Le Culle per la vita
Le Culle per la vita sono una versione moderna e tecnologicamente avanzata della medievale Ruota degli Esposti. Si tratta di una struttura, situata accanto ai grandi poli ospedalieri e ai centri maternità, dotata di una serie di dispositivi che permettono un facile utilizzo e un pronto intervento per la salvaguardia del bambino. La culla per la vita, inoltre, è concepita nel pieno rispetto della privacy di chi deposita il neonato. Da metà degli anni ’90, il numero di queste culle termiche è triplicato. Il loro funzionamento è molto semplice: si preme il pulsante posto a lato della finestra da dove uscirà una culla in cui depositare il bambino. La finestra si chiuderà immediatamente mettendo al sicuro il bimbo. Il personale di sorveglianza, poi, affiderà il piccolo ai sanitari. In seguito verrà adottata la procedura prevista per il neonato non riconosciuto e verrà avviato il procedimento di adozione. Un modo, insomma, che consente le stesse garanzie del parto in anonimato in ospedale.
Il diritto alla segretezza della madre prima di tutto
In Italia esiste il diritto dell’adottato di accedere alle informazioni sull'identità dei genitori biologici. Ciò nonostante, la legge non prevede ancora questa possibilità per i figli nati in un parto anonimato. Il diritto alla segretezza, quindi, prevale su ogni altra considerazione o richiesta. Nel 2013, tuttavia, la Consulta ha dichiarato incostituzionale quanto previsto dal comma 7, articolo 24 della Legge sull'adozione. Dopo la decisione Corte costituzionale, ribadita anche da una sentenza della Cassazione, in commissione Giustizia al Senato è attualmente in discussione un disegno di legge (922/2018) per disciplinare il diritto dei figli non riconosciuti al momento della nascita ad interpellare la madre naturale per una eventuale revoca dell’anonimato. Il testo in esame, inoltre, dà la possibilità alla donna che voglia tornare sui suoi passi, di manifestare spontaneamente la propria disponibilità ad essere rintracciata. In attesa dell’approvazione della legge, i tribunali per i minorenni sono intervenuti sulla materia e hanno stabilito che il figlio, a certe condizioni e con determinate procedure, possa presentare un'istanza di interpello e sapere così se la madre biologica desidera continuare o meno a rimanere ignota.

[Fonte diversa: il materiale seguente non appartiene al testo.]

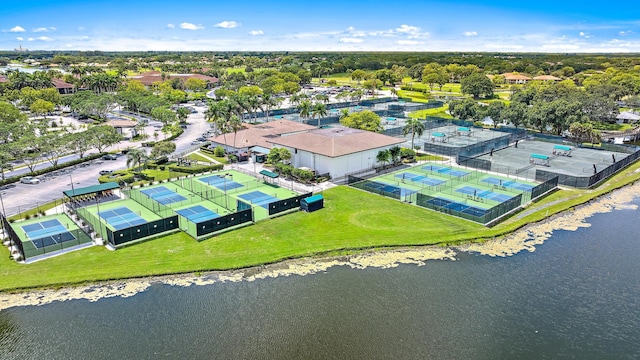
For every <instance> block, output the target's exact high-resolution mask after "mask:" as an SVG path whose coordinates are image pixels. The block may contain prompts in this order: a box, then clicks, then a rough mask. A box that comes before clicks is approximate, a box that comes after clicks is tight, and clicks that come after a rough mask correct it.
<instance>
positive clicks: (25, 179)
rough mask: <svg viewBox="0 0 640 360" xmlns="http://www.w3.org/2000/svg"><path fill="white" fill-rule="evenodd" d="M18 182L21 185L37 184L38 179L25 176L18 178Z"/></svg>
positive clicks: (37, 178)
mask: <svg viewBox="0 0 640 360" xmlns="http://www.w3.org/2000/svg"><path fill="white" fill-rule="evenodd" d="M20 182H21V183H23V184H39V183H40V179H38V178H36V177H33V176H25V177H21V178H20Z"/></svg>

Ma l’iter giudiziario, in mancanza di una normativa, non è certo univoco è può variare da città a città.
Il legislatore è chiamato dunque ad intervenire sul delicato equilibrio tra la salvaguardia della riservatezza garantita alla donna che abbia scelto il parto in anonimato e il desiderio del figlio di conoscere le proprie origini. Un compito non facile, perché, conviene ricordare, dietro i casi di abbandono si cela una complessa vicenda umana di cui bisogna avere la massima cautela e rispetto.